From Iceland — Immigration Appeals Board Falling Short, Gets More Funding

Immigration Appeals Board Falling Short, Gets More Funding

Published September 11, 2015

Andie Sophia Fontaine
Photo by
Julia Staples

The Immigration Appeals Board has not shortened the waiting period for asylum seekers, and has been granted increased funding to rectify this.

Sources close to Stundin report that there is a great deal of dissatisfaction with how the board has failed to live up to expectations. Despite being legally formed in May 2014, the board itself was not assembled until last January, and was created with the purpose of shortening waiting times for processing asylum seeker applications to 90 days, in addition to giving immigrants and asylum seekers a body to whom they could appeal deportations.

Waiting periods have weighed heavily on asylum seekers. Last month, an asylum seeker who was made to wait without an answer well beyond the 90-day period attempted to set himself on fire outside the offices of the Icelandic Red Cross.

The Directorate of Immigration argues that the failure of the board to meet their goal has been due to an increase in asylum seeker applications.

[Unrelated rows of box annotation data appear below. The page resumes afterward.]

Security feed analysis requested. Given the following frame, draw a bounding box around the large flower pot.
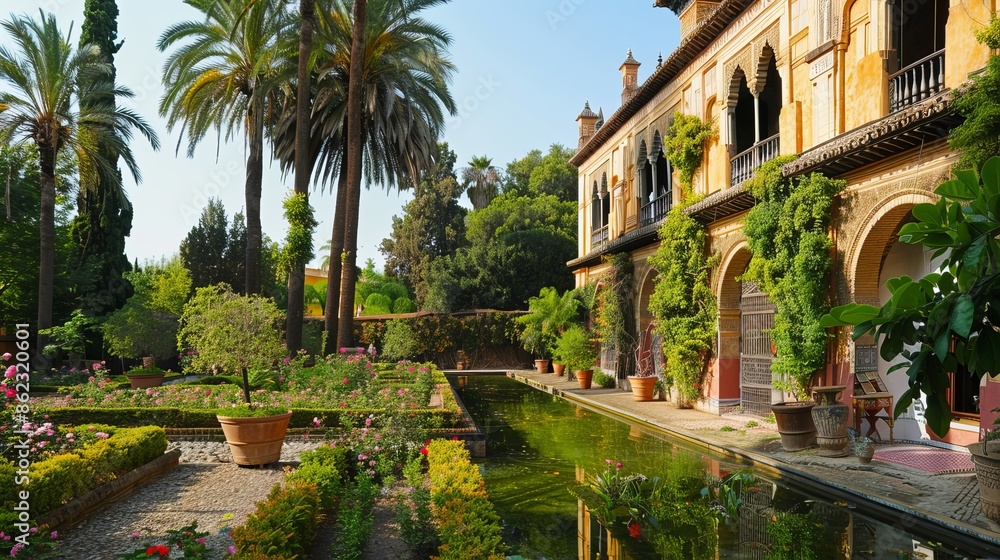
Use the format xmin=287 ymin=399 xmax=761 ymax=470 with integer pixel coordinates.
xmin=771 ymin=402 xmax=816 ymax=451
xmin=128 ymin=373 xmax=163 ymax=389
xmin=968 ymin=441 xmax=1000 ymax=523
xmin=216 ymin=412 xmax=292 ymax=465
xmin=812 ymin=385 xmax=850 ymax=457
xmin=628 ymin=375 xmax=656 ymax=402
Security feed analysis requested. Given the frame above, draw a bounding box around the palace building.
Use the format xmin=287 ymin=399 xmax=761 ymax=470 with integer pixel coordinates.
xmin=569 ymin=0 xmax=1000 ymax=444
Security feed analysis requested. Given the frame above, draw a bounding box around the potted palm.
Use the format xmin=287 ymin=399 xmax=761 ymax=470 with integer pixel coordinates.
xmin=517 ymin=287 xmax=580 ymax=373
xmin=552 ymin=325 xmax=597 ymax=389
xmin=178 ymin=285 xmax=292 ymax=465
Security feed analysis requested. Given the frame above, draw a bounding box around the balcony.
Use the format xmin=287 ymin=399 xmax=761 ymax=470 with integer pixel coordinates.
xmin=590 ymin=226 xmax=608 ymax=251
xmin=889 ymin=49 xmax=944 ymax=113
xmin=639 ymin=191 xmax=673 ymax=227
xmin=730 ymin=134 xmax=780 ymax=187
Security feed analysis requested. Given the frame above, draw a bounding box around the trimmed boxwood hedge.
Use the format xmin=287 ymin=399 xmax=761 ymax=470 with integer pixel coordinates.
xmin=0 ymin=422 xmax=167 ymax=535
xmin=35 ymin=406 xmax=461 ymax=428
xmin=427 ymin=439 xmax=505 ymax=560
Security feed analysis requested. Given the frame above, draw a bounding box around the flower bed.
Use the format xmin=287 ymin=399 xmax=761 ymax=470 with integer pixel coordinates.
xmin=22 ymin=356 xmax=461 ymax=428
xmin=427 ymin=440 xmax=505 ymax=560
xmin=0 ymin=423 xmax=167 ymax=540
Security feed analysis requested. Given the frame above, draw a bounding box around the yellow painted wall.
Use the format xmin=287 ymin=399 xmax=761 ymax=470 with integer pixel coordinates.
xmin=944 ymin=0 xmax=997 ymax=88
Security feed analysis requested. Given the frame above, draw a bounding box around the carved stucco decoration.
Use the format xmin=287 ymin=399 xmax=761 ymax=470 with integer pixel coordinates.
xmin=834 ymin=171 xmax=950 ymax=305
xmin=781 ymin=91 xmax=952 ymax=177
xmin=723 ymin=21 xmax=782 ymax=106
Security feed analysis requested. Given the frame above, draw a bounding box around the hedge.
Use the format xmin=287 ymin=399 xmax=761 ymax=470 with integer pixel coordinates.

During the first eight months of this year, they have received 154 applications for asylum, up from 93 during the first eight months of 2014. 49 of this year’s applications were filed in August alone.

In order to meet the increased demand, 175 million ISK will go towards asylum seeker matters in the 2016 budget. 25 million ISK will also be budgeted to the Immigration Appeals Board for a single year, in order to continue to retain staff who had been temporarily hired to meet the increased workload.

Of the applications submitted so far this year, 50 people have been granted asylum. Most who are denied asylum are deported on the basis of the Dublin Regulation, which gives member states the right – although not the obligation – to deport asylum seekers back to their previous point of departure. As there are no direct flights from war-torn areas to Iceland, this regulation is often employed when denying asylum applications. However, use of the regulation has faced criticism across Europe, and in Iceland as well. Germany, for one, has stopped applying the regulation to Syrian refugees.

Bear in mind that the Immigration Appeals Board deals with applications for asylum – not with refugees expressly invited by the government to live in Iceland.